Setup, Design & Observations
If you have no desire to use macros, you can skip the installation of the software and use the Rush keyboard driverless, or if you have already saved your macros to the onboard memory, simply select the profile you want to use and you will have access to your controls with or without the software download. You will of course need to install the software should you wish to add, edit or create new macros.
The Rush keyboard features an attractive braided cable with a single USB connector, which is great for a hassle free setup on a keyboard that also contains 2x extra USB ports, though the reliability of said ports may be diminished if you end up trying to do various bandwidth intensive tasks, though I didn't experience any issues uploading the images taken of the Rush keyboard while using the other port for the mouse, though I had connected it to a USB 3.0 port. The overall build quality feels solid, the keycaps feel great and typing and gaming is a joy as always with CHERRY MX switches. The model we are looking at features CHERRY MX Brown switches, but if you prefer, the Rush is also available in Red and Blue flavours too.
The wrist rest is a little less straight forward to setup than some others, requiring the placement of two small plastic clips that hold the wrist rest in place, but it isn't too fiddly or time consuming to setup.

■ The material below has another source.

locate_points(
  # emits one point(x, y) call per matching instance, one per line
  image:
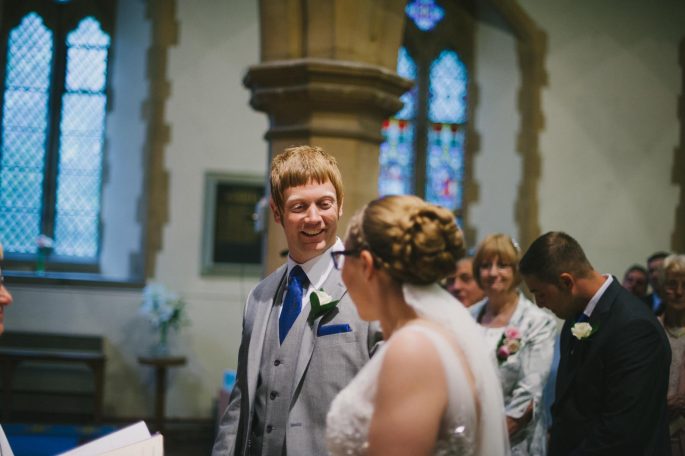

Testing out the anti-ghosting capabilities, we used Aqua's keytest and mashed the keyboard a few times, and it seems NKRO is a little overstatement, but it manages around 10KRO perfectly fine which is no problem for human gamers at least. After several hours gaming on DOTA 2 and Deus EX: Mankind Divided, I felt at ease using the Rush keyboard and it didn't create any problems. I decided to remove the wrist rest, mostly because I loathe rubberised coatings, and found that the keyboard was still comfortable to use and type with.